# Goal Interpretation

## Description

**Goal Interpretation** aims to ground the natural language instruction to the environment representations of objects, states, relations, and actions. For example, the task instruction 

```python
"Use the rag to clean the trays, the bowl, and the refrigerator. When you are done, leave the rag next to the sink..."
```

can be grounded to specific objects with IDs, such as `fridge (ID: 97)`, `tray (ID: 1)`, `bowl (ID: 1)`, `rag (ID: 0)`, and `sink (ID: 82)`. Note that a simple natural language description can be grounded into a set of multiple goal conditions (object state and relation).

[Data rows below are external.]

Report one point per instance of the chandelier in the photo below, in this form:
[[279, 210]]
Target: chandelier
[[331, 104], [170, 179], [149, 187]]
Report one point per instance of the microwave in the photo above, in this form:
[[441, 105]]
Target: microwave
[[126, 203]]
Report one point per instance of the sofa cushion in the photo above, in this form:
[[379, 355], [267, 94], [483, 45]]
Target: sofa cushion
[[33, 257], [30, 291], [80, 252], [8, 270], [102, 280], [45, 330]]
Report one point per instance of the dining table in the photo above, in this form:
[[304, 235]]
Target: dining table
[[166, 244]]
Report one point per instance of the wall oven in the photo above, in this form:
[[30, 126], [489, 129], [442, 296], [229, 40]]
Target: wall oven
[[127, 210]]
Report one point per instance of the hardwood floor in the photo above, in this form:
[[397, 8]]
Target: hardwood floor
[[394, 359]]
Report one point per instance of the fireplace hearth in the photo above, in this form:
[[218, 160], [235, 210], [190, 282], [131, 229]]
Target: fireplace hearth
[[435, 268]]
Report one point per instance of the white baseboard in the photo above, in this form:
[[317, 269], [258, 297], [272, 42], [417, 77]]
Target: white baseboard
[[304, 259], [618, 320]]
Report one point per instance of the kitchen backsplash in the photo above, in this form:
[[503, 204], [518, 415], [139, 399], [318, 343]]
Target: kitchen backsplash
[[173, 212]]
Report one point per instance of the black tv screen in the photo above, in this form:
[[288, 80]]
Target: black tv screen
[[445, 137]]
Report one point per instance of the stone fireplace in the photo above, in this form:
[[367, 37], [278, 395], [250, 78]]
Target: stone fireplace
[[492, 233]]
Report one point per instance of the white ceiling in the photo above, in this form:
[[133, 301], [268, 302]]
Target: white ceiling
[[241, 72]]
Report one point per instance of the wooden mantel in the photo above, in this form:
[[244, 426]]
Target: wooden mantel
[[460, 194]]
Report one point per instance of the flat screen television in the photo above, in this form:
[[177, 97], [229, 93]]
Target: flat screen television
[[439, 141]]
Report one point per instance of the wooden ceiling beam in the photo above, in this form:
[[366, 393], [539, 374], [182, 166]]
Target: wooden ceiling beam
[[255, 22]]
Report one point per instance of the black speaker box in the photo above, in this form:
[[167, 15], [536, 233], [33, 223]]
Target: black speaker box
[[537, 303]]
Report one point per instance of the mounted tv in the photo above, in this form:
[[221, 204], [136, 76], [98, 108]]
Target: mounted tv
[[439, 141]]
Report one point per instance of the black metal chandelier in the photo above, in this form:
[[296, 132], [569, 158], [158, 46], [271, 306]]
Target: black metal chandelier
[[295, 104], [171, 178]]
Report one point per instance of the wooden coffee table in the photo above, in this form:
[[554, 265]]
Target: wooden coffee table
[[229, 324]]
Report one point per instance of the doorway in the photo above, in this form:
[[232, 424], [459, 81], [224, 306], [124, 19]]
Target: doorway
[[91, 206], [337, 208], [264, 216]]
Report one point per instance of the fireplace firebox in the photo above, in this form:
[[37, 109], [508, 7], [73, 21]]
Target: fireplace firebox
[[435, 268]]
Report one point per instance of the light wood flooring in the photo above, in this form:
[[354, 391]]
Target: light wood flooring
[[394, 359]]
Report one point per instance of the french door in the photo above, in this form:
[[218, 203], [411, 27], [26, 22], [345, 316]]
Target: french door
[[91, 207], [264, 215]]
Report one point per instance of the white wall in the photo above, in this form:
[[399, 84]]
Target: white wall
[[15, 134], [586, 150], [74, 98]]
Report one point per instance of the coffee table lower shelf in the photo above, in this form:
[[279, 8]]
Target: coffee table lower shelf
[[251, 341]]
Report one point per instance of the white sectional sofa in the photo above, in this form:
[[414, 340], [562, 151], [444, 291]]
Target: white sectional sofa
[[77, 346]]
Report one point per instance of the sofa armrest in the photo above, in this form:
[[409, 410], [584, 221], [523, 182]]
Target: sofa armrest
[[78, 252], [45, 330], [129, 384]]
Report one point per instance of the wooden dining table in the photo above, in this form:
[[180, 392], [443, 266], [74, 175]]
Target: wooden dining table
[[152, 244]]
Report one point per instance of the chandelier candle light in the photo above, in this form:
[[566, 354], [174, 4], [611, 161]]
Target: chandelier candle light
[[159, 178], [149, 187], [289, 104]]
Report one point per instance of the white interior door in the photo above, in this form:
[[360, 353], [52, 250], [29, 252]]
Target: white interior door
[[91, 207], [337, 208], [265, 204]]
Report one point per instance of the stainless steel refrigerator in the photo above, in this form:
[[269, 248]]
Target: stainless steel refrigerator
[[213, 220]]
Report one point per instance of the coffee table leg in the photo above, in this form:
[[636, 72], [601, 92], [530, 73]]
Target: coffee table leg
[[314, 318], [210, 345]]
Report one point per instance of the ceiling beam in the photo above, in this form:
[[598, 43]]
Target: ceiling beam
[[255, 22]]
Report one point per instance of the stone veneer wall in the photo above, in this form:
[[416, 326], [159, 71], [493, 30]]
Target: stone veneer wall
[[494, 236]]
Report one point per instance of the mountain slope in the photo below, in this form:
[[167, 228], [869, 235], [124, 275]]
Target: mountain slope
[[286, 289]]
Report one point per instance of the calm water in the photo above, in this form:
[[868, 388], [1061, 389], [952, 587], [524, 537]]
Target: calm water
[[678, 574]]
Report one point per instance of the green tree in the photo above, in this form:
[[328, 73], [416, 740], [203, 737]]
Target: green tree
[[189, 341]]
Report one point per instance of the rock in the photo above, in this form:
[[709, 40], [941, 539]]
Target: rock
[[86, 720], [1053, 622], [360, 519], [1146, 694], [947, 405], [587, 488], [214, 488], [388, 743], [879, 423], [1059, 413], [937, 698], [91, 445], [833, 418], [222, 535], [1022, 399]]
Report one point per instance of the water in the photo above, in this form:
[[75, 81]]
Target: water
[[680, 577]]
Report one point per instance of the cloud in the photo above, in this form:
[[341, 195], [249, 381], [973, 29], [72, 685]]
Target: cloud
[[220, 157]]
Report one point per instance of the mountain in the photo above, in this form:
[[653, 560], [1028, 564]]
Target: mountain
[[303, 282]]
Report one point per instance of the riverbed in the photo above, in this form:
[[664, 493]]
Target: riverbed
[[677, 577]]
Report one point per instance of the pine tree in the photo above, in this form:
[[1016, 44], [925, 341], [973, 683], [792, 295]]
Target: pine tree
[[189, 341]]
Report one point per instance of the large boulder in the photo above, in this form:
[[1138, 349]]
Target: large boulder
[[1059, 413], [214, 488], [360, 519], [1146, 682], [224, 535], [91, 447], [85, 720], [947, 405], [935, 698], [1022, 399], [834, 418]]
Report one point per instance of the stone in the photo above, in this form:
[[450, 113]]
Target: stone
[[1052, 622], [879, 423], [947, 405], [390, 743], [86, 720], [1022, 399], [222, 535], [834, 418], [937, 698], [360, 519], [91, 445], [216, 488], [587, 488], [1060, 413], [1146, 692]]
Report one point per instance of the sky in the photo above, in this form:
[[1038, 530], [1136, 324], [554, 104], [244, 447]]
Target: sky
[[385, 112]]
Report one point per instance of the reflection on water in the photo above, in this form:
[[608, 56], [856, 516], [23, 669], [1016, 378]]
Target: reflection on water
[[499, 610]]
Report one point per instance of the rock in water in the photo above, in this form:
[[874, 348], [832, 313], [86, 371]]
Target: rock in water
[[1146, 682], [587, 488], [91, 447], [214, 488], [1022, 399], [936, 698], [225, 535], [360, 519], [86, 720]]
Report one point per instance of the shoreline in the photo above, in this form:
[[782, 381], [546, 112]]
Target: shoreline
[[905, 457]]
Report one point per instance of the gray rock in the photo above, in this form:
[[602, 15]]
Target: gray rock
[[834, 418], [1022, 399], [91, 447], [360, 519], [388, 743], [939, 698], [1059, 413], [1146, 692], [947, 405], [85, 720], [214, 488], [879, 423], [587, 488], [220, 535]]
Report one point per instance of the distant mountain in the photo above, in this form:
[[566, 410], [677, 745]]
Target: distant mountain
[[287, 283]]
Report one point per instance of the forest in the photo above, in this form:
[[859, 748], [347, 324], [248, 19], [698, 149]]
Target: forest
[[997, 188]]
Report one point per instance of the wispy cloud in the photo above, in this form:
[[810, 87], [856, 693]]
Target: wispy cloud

The goal interpretation module takes the state `**$s_0$**` and a natural language instruction `**$l_g$**` as input, and generates an LTL goal `**$\hat{g}_l$**` as a formal goal specification which a symbolic planner can conceivably take as input. In this paper, we only generate simple LTL goals formed by an ordered action sequence and a conjunction of propositions to be satisfied in the final state.


## Evaluation Details

### Evaluation Workflow

The evaluation process is primarily handled by the `evaluate_results` function. Key steps include:

1. **Data Loading**:
   - Loading meta data and configurations.
   - Load LLM responses from the specified path.

2. **Evaluation Loop**:
   - For each LLM response:
     - Parse into json format.
     - Handle format errors and object/state hallucinations.
     - Evaluate LLM predicted object states against GT.
     - Evaluate LLM predicted object relations against GT.

3. **Metric Calculation**:
   - Compute precision, recall, and F1 scores for object states and relations.
   - Calculate format error and hallucination rates.

4. **Results Aggregation**:
   - Aggregate results by goal type and error type.

5. **Log Output**:
   - Generate summary statistics and save results to summary files.
   - Save detailed per-sample error analysis to log files.

### Metrics

Our metrics are broken down into 4 primary categories:

1. **Grammatical Errors**:
   - Rate and number of state hallucinations.
   - Rate and number of object hallucinations.
   - Rate and number of output format errors.

2. **Object States**:
   - Number of satisfied conditions (TP).
   - Number of unsatisfied conditions (FN).
   - Number of false positive conditions (FP).
   - Confusion matrix (Precision/Recall/F1 Score).

3. **Object Relations**:
      - Number of satisfied conditions (TP).
   - Number of unsatisfied conditions (FN).
   - Number of false positive conditions (FP).
   - Confusion matrix (Precision/Recall/F1 Score).

4. **Overall Performance**:
      - Number of satisfied conditions (TP).
   - Number of unsatisfied conditions (FN).
   - Number of false positive conditions (FP).
   - Confusion matrix (Precision/Recall/F1 Score).